Anhand einer mit R744 befüllten Klimaanlage vom Typ P700 zeigte Konvekta den hohen Serienstand ihrer CO2 Klimaanlagenentwicklung. Die Anlage ist optisch identisch mit einer konventionellen R134a Klimaanlage.

Im Gaskühler und im Verdampfer kommen Lamellenwärmetauscher mit „hochfesten“  Kupferrohren und Aluminiumlamellen zum Einsatz. Für die Verrohrung der Klimaanlage und im Fahrzeug werden Edelstahlrohre

verwand, deren Durchmesser geringer sindals die Rohre einer R134a befüllten Anlage.

Sämtliche Schraubverbindungen im Kältekreislauf werden mittels „Swagelok“Schraubverbindungen ausgeführt, die auch bei der Verrohrung von CNG-Gasanlagen zur Anwendung kommen. Die Kühlmittelfüllmenge einer mit R744 befüllten Anlage ist auch deutlich niederiger als die einer R134a Anlage.

Die R744 Systeme sind sehr wartungsarm (nicht wartungsfrei), die Luftfilter sind den ganz normalen Wartungsintervallen ausgesetzt. Das gleiche gilt für den Verdichterölwechsel. Das Tauschen eines Trockners

(bei R134a einmal jährlich empfohlen) entfällt, da im System nicht mehr enthalten.

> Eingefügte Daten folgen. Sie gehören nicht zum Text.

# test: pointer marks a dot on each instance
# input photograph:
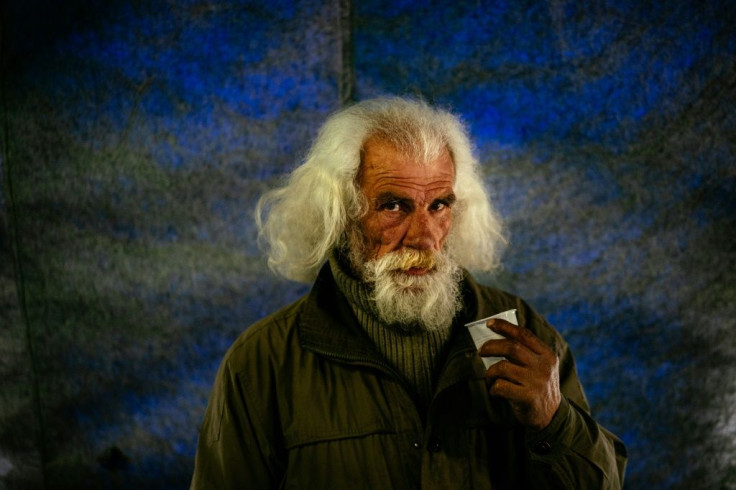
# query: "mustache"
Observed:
(409, 258)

Bei der regen Diskussion die sich entwickelte, wurde auch die Frage zur Sicherheit des Fahrpersonals und der Fahrgäste im Falle einer Leckage einer mit R744 betriebenen Anlage gestellt. Dabei verwies die Fa. Konvekta auf einen Messbericht der BG Verkehr (Messbericht Nr. mg 11 1031) in dem die Unbedenklichkeit zum Einsatz von R744 in Bussen bestätigt wird.

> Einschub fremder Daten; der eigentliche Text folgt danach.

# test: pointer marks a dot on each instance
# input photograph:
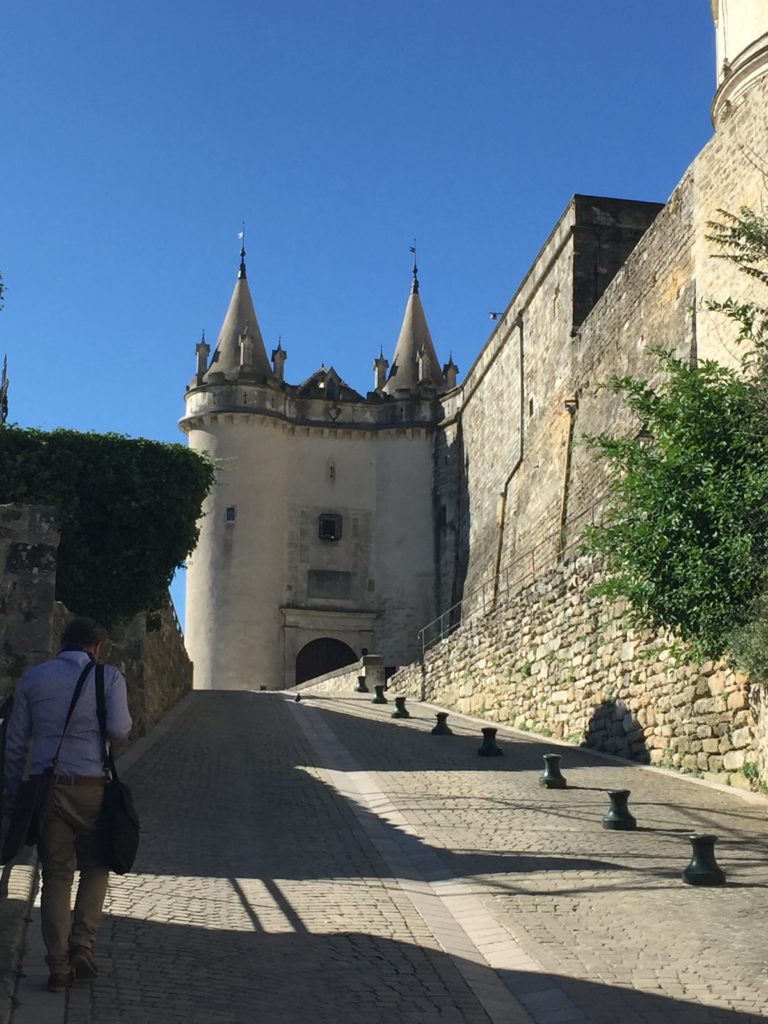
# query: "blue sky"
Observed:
(136, 137)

Bei der Messung wurde unter der Annahme, dass eine Rohrleitungsverbindung defekt ist, ein Komplettaustritt von CO2 in das Fahrzeug zugrunde gelegt. Zu diesem Zweck wurde im Bereich der hinteren Tür die Schraubverbindung der Rohrleitung gelockert, sodass es zu einem Austritt von CO2 ins Fahrzeug kam. Die Klimaanlage war zu Messbeginn mit 6 Kg CO2 unter Betriebsdruck gefüllt. Die Messungen wurden an drei Messpunkten durchgeführt. MP 1 befand sich im Atembereich des Fahrers, MP 2 befand sich im Bereich der hinteren Tür in ca. 1,1m Höhe. MP 3 befand sich im hinteren Bereich des Busses in der dritten Sitzreihe in Atemhöhe der Fahrgäste.

Für R744 liegt die maximale Arbeitsplatzkonzentration (MAK) bei einem Wert von 5000 ppm. Dieser Wert wurde bei den Tests an keiner Messstelle überschritten.

Im Anschluss an eine lebhafte Abschlussdiskussion verabschiedete Herr Schneider und Herr Faust die Tagungsteilnehmer mit der Einladung zu einer erneuten Fachtagung bei Konvekta und nahm den Dank der Tagungsteilnehmer und von Herrn Benner seitens der FVM für die hochinformative und außerordentlich interessante Fachtagung entgegen.